10. Het programma zal ervoor zorgen dat de communautaire beleidsvorming op milieugebied op geïntegreerde wijze plaatsvindt, op basis van een brede dialoog met belanghebbenden, betrokkenheid van de burgers, een analyse van de kosteneffectiviteit en gedegen wetenschappelijke gegevens en informatie, rekening houdend met de laatste onderzoeksbevindingen en technologische ontwikkelingen.
Artikel 3 - Strategische benaderingen voor het realiseren van milieudoelstellingen
1. Bevordering van een doeltreffender tenuitvoerlegging van de communautaire wetgeving inzake het milieu, onverminderd het recht van de Commissie om inbreukprocedures te starten, vereist:
- steun voor de uitwisseling van informatie over beste praktijken betreffende de tenuitvoerlegging door middel van het IMPEL-netwerk;
- maatregelen ter bestrijding van milieucriminaliteit;
- bevordering van betere normen voor inspectie en monitoring door lidstaten.
2. Integratie van eisen op het gebied van milieubescherming bij de vaststelling van alle communautaire beleidslijnen en activiteiten. Hiervoor is het volgende vereist:
- ervoor zorgen dat de door de Raad op diverse beleidsgebieden opgestelde integratiestrategieën in daadwerkelijke actie worden omgezet;
- regelmatige controle, via relevante indicators, van en rapportage over het proces van sectorale integratie;
- verdere integratie van milieucriteria in communautaire financieringsprogramma's.
3. Bevordering van de toepassing van het beginsel 'De vervuiler betaalt', via het gebruik van marktinstrumenten, met inbegrip van het gebruik van het systeem van het verhandelen van emissierechten, milieuheffingen, belastingen en subsidies, om zowel de negatieve als de positieve gevolgen voor het milieu te internaliseren.
4. Bevordering van samenwerking en partnerschap met bedrijven en hun vertegenwoordigende lichamen inzake milieuaangelegenheden vereist:
- bevordering van een bredere toepassing van het communautaire milieubeheer- en milieuauditsysteem en ontwikkeling van initiatieven om te bevorderen dat bedrijven zorgvuldige en door onafhankelijke instellingen geverifieerde milieuverslagen of verslagen over duurzame ontwikkeling publiceren;
Volledige verwijzing invoegen, wanneer deze beschikbaar is.
- opstelling van een ondersteuningsprogramma voor naleving, met specifieke steun voor het midden- en kleinbedrijf;
- stimulering van de invoering van beloningssystemen voor bedrijven voor milieuprestaties;
- bevordering van een geïntegreerde beleidbenadering die ertoe zal leiden dat rekening wordt gehouden met milieueisen tijdens de gehele levensduur van producten en meer wijdverbreide toepassing van milieuvriendelijke processen en producten;
- bevordering van het ontstaan van vrijwillige verbintenissen en overeenkomsten met het oog op het verwezenlijken van duidelijke milieudoelstellingen.

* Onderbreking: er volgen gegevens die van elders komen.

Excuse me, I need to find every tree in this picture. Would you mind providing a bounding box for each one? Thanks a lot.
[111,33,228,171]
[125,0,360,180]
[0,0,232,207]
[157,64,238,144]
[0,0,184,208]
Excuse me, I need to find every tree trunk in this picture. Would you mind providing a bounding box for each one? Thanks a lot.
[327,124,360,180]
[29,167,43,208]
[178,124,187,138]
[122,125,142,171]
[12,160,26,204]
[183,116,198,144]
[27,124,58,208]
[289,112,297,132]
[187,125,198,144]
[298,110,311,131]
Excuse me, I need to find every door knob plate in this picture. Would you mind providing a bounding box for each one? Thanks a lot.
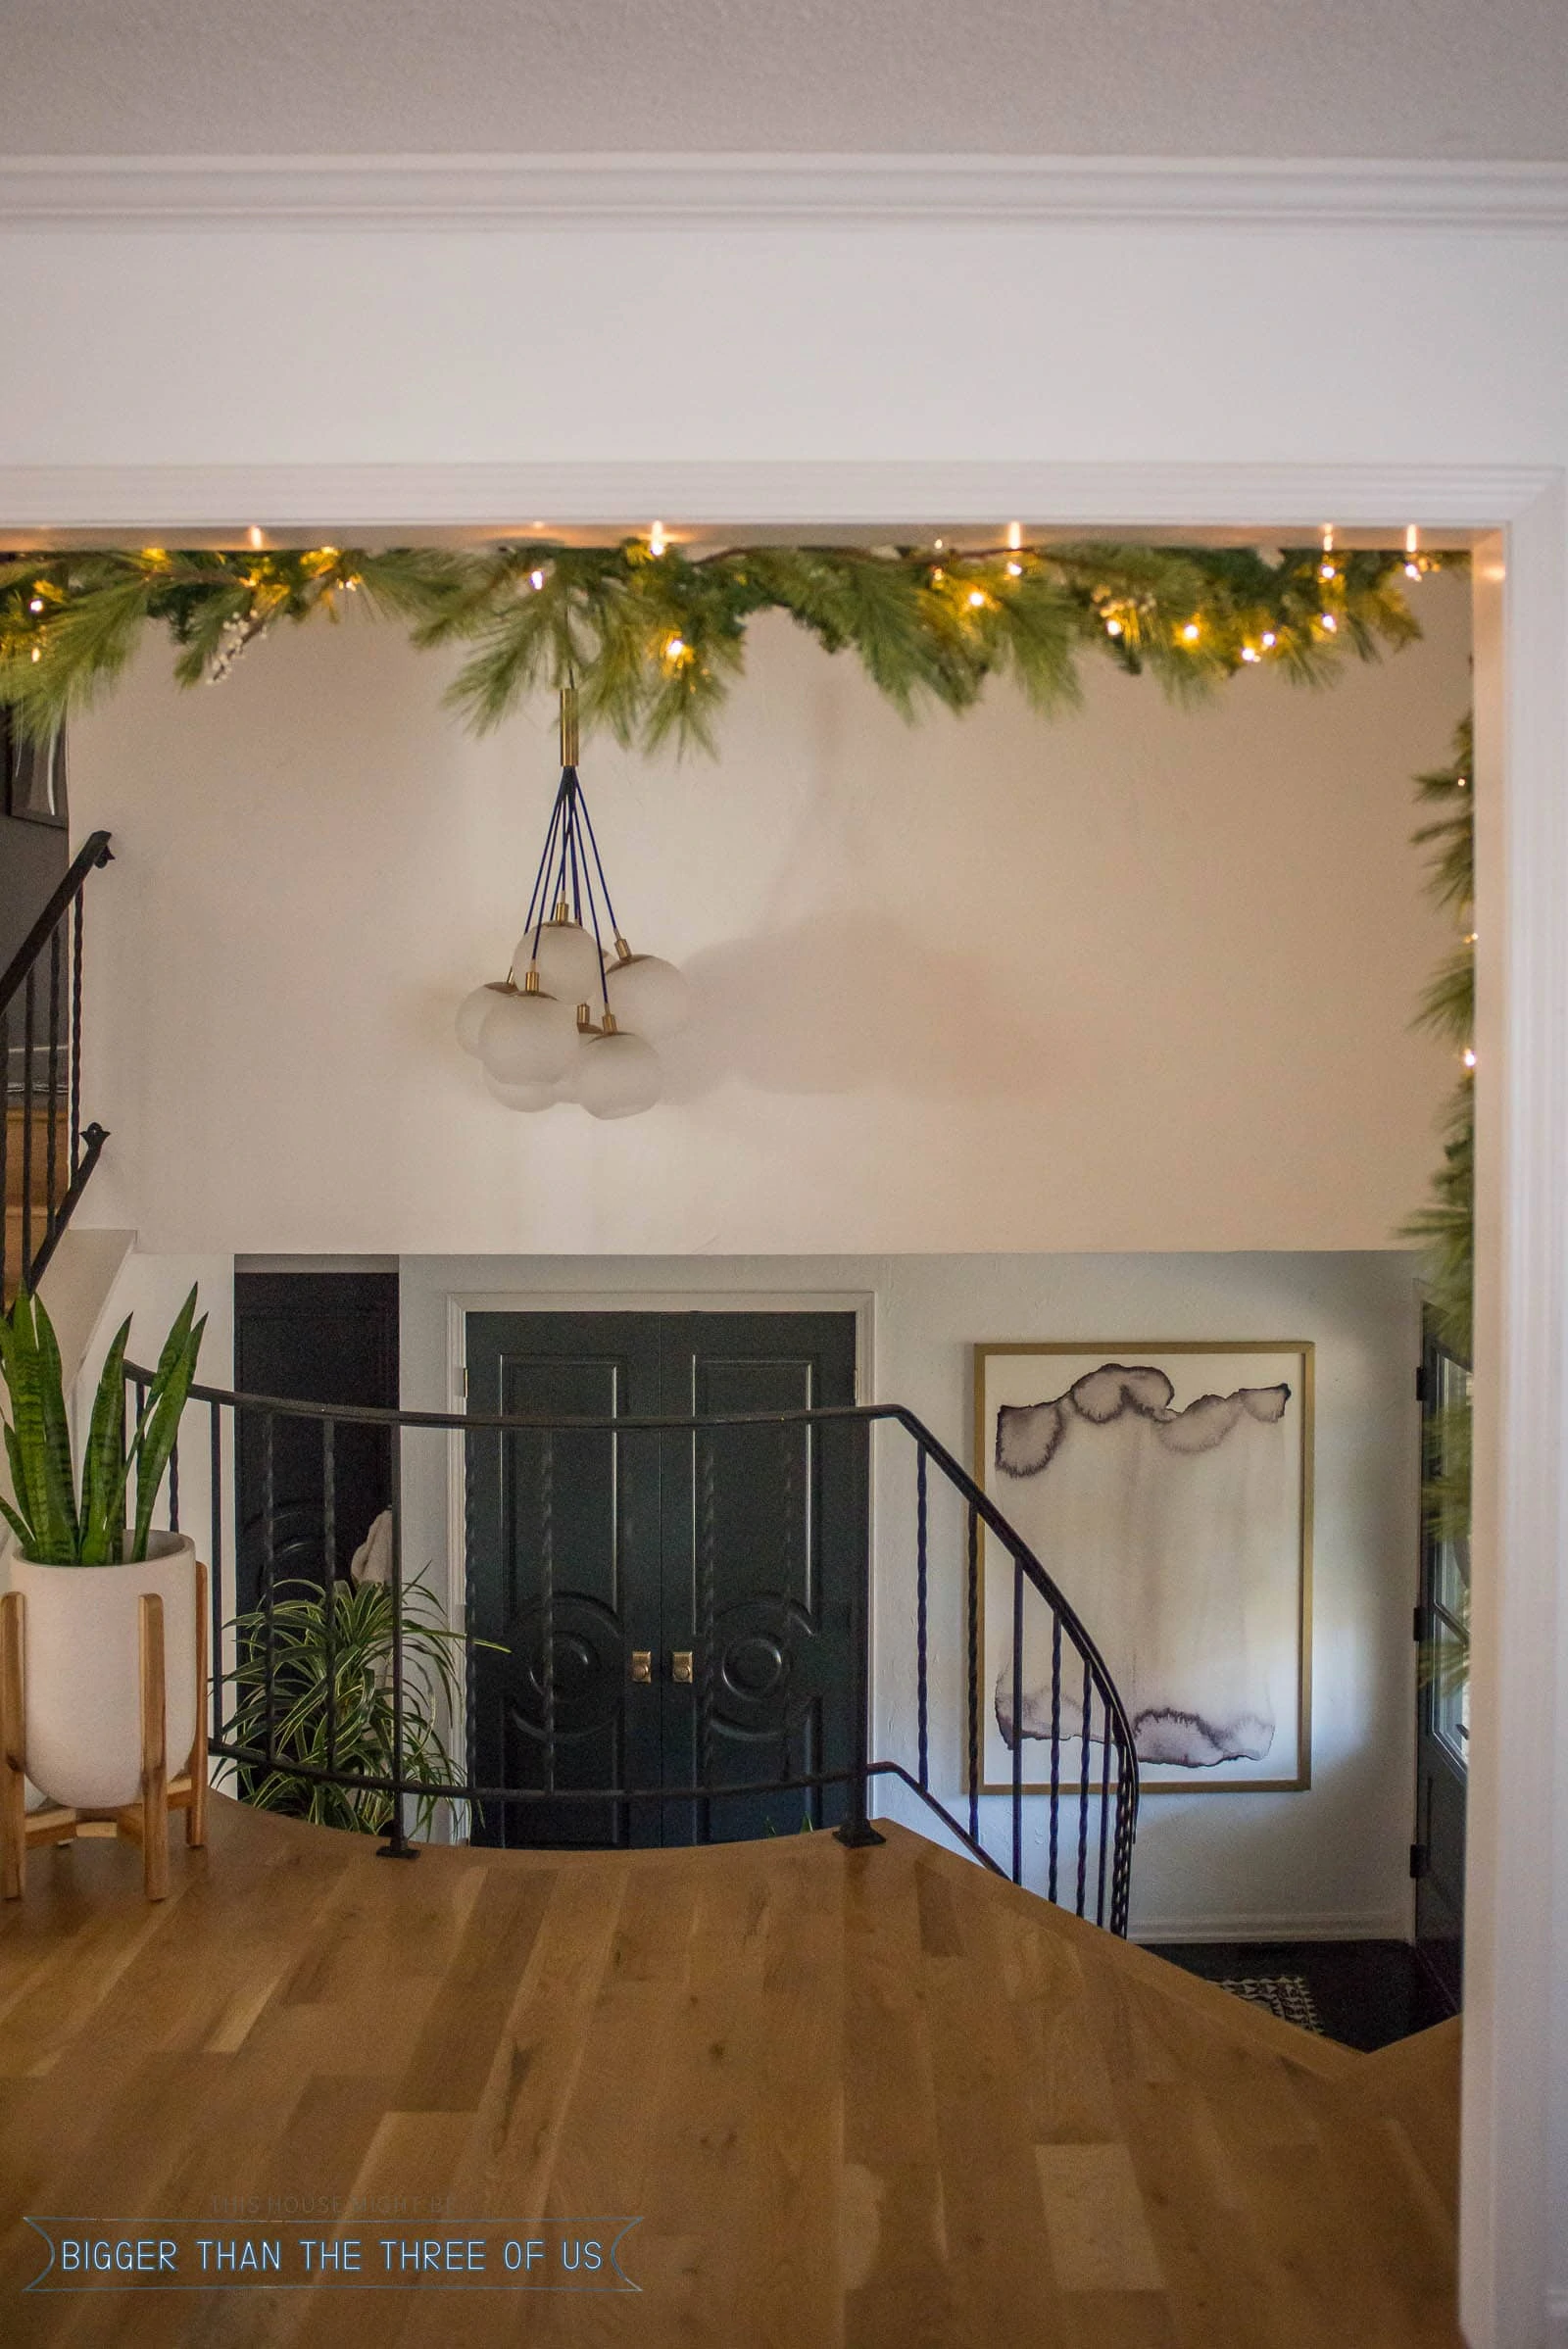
[671,1650,694,1685]
[629,1650,652,1685]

5. Totstandbrenging van een situatie waarin consumenten beter zijn geïnformeerd over de gevolgen voor het milieu van processen en producten:
- bevordering van het invoeren van milieukeuren die consumenten in staat stellen de milieuprestaties van producten van hetzelfde type met elkaar te vergelijken;
- aanmoediging van het gebruik van betrouwbare beweringen in verband met het milieu en voorkoming van misleidende beweringen;
- bevordering van een milieuvriendelijk aankoopbeleid, met inachtneming van de communautaire regels inzake concurrentie en de interne markt, met richtsnoeren inzake beste praktijken, te beginnen met een evaluatie van het milieuvriendelijke aankoopbeleid in Europese instellingen.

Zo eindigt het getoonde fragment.